ZULME SUSAN MONŞER RAHATSIZ…
Başbakan Recep Tayyip Erdoğan, cumhurbaşkanlığı seçimi dolayısıyla Adana’da İstasyon Meydanı’nda düzenlenen mitingte halka hitap etti. Başbakan Erdoğan, “CHP İsrail’e söz söyleyemiyor, Pensilvanya medyası İsrail zulmüne destek veriyor. Pensilvanya’daki beyefendileri taziye diliyor, İsrail’e bir laf söyleyemiyor. Çünkü efendisi…” diye konuştu. Erdoğan, Cumhurbaşkanı adayı Ekmeleddin İhsanoğlu’nun, 8 yıllık görevi süresince adeta bir “monşer” örneği sergilediğini, hiçbir zaman yürekli bir çıkışı olmadığını ifade ederek, “Gazze iyi bilir, Filistin iyi bilir, Hamas iyi bilir, El Fetih iyi bilir.
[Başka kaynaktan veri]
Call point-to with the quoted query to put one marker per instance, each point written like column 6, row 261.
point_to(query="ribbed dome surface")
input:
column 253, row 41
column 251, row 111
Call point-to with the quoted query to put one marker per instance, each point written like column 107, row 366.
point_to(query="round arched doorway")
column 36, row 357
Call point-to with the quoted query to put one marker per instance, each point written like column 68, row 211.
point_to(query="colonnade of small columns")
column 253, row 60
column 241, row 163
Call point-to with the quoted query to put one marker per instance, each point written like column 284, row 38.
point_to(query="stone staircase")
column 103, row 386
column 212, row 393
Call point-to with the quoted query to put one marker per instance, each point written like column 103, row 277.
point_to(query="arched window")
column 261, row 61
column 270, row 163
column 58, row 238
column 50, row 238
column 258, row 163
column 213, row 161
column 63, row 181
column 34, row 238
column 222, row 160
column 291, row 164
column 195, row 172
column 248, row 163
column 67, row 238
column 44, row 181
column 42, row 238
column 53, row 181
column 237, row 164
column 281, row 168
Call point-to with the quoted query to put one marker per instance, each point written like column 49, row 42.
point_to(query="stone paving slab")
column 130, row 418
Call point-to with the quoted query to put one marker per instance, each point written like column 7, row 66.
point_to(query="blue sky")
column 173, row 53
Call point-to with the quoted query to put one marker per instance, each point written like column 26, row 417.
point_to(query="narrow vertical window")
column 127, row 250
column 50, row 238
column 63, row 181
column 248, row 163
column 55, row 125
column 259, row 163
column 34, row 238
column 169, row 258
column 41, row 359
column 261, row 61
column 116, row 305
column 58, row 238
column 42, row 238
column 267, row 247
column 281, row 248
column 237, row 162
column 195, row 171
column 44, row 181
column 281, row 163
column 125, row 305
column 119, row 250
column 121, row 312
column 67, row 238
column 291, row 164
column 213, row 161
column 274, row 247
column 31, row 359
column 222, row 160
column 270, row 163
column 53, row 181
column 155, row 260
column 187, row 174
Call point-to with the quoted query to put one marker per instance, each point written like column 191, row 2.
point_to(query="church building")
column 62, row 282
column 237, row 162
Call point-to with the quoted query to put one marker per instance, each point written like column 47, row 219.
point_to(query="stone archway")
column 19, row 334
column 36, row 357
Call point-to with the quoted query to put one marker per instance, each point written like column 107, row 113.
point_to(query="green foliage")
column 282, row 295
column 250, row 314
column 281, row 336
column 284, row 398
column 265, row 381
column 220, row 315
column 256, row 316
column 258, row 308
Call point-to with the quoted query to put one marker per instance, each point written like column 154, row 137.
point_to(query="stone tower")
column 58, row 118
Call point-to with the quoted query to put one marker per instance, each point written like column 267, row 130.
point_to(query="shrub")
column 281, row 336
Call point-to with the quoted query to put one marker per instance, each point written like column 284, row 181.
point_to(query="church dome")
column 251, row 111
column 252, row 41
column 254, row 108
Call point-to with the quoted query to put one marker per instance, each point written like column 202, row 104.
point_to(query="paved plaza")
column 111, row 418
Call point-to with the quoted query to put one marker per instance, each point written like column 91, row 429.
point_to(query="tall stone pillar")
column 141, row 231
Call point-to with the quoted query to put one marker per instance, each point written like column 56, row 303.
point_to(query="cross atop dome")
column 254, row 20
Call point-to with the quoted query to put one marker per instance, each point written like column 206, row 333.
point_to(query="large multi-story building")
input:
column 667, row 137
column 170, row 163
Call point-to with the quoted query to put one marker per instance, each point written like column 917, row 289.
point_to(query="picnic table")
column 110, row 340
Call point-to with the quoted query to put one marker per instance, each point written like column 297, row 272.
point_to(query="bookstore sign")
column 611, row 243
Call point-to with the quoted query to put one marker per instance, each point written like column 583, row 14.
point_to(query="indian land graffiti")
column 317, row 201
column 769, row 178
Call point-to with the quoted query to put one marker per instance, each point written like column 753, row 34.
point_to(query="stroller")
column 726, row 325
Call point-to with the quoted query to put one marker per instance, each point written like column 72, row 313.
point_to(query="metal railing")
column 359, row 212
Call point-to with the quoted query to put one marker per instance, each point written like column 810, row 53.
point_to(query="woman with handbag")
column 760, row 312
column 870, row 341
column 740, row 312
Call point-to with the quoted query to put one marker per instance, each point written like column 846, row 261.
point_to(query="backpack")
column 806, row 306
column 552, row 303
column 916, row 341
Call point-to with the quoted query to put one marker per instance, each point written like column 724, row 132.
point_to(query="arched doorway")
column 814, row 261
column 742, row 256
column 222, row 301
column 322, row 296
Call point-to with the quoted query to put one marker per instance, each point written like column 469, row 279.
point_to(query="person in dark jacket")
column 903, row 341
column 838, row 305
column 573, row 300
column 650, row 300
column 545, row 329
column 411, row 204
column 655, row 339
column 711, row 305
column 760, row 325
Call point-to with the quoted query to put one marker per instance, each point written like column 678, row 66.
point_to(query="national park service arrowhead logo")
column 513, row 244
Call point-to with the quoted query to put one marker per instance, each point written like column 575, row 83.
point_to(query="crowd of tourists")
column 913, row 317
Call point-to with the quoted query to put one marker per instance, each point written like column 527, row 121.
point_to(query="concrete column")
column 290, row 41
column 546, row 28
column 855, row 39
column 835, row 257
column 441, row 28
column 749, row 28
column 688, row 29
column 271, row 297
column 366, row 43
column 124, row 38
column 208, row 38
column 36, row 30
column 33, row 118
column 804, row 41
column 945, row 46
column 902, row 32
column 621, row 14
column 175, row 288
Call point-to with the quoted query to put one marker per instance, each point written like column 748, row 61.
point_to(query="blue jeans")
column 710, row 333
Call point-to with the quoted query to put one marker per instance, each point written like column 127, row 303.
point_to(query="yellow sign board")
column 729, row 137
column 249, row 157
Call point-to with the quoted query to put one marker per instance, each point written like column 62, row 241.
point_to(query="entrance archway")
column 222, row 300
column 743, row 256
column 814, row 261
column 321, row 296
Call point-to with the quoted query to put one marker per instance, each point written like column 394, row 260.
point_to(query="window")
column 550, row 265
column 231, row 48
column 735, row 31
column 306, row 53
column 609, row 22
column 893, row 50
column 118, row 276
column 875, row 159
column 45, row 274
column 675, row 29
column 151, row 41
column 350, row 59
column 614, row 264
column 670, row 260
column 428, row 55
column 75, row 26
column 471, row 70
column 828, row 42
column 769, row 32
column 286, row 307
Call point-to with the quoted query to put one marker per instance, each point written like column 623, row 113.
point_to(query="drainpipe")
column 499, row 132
Bizim onlara olan muhabbetimizi Ekmel beyin ölçmeye ne gücü yeter, ne düşünce dünyası yeter” dedi. Erdoğan, sözlerini şöyle sürdürdü: “Yıllarını İsrail zulmüne göz yumarak geçirdi. Ona bir görev verdik, bir emanet verdik, gitti o emanete ihanet etti. Senden önce böyle bir aday çıkarmamız söz konusu olmadı, iktidarımızın yeni yıllarıydı, seni gösterdik ve kazandın. Sana bütün desteğimizi verdik, şimdi çıktın nankörlük yapıyorsun. ‘Türkiye Gazze için bir şey yapmadı’ diyorsun. Gözüne dizine dursun. Türkiye’nin İslam Konferansı Örgütü’ne vermiş olduğu destek konusunda gelip ‘şu kadar para veriliyor, benim burada başarılı olmam için buraya verilen desteği şuraya çıkarın’ diyen sensin. Bunları nasıl görmemezlikten gelirsin?”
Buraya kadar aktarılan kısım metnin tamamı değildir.